Throughout the 1990s, Tweed appeared in literally dozens of made-for-video features, playing everything from vengefully homicidal widows to kickboxing action heroines, from cunning femmes fatales to bamboozled defense attorneys. The only constant has been her proclivity for nakedness, partial or otherwise, even when there isn’t time or motivation for soft-core gymnastics. In Hard Vice — a low-rent thriller that plays like a pilot for a TV series even undiscriminating insomniacs wouldn’t watch — Tweed is a hard-boiled cop teamed with harder-boiled Sam Jones to find a serial killer of hookers. Nothing much happens between these two until, more than halfway into the film, Tweed simply rips off her shirt and grabs her hunky co-star. It’s almost as though, off camera, director Joey Travolta suddenly slapped his forehead and yelped: “Damn! I almost forgot! This is a Shannon Tweed movie! Lose the blouse, honey!” The scene is a paradigm of gratuitous nudity: Once it’s out of the way, Tweed remains fully clothed for the rest of the film.
Well into the second decade of her V-movie career, Tweed remains a vivaciously attractive and reasonably competent actress who can rise to the occasion in painless time-killers such as Sexual Response, a Fatal Attraction clone in which she plays an adulterous talk-radio sex therapist, and Forbidden Sins, a Jagged Edge knock-off which casts her as the lawyer for an accused killer who looks and acts guilty only because he is. Unfortunately, Tweed can do little to elevate something as mind-numbingly, jaw-droppingly awful as, say, Scandalous Behavior. Even more unfortunately, her resume indicates a work ethic unimpeded by discriminating taste. “I read scripts and think, `That’s pretty good,'” she once told an interviewer. “And then it turns out to be nothing like what I read.

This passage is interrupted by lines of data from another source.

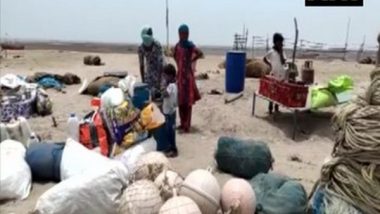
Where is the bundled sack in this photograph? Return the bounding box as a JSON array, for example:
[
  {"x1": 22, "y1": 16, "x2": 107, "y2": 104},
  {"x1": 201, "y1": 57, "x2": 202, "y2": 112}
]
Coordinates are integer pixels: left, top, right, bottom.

I always feel betrayed at the end of a movie.” Poor dear.
SELECTED FILMOGRAPHY:
1984: “Hot Dog… The Movie.” 1987: “Meatballs III.” 1988: “Cannibal Women in the Avocado Jungle of Death.” 1989: “Code Name: Vengeance.” 1992: “Sexual Response,” “Night Eyes II,” “The Naked Truth.” 1993: “Night Eyes III,” “Indecent Behavior.” 1994: “Indecent Behavior II,” “Illicit Dreams,” “No Contest,” “Hard Vice.” 1995: “Indecent Behavior III,” “Body Chemistry 4: Full Exposure.” 1997: “No Contest II,” “Human Desires.” 1998: “Scandalous Behavior,” “Forbidden Sins,” “Forbidden by Law,” “Naked Lies.” 1999: “Detroit Rock City,” “Power Play.”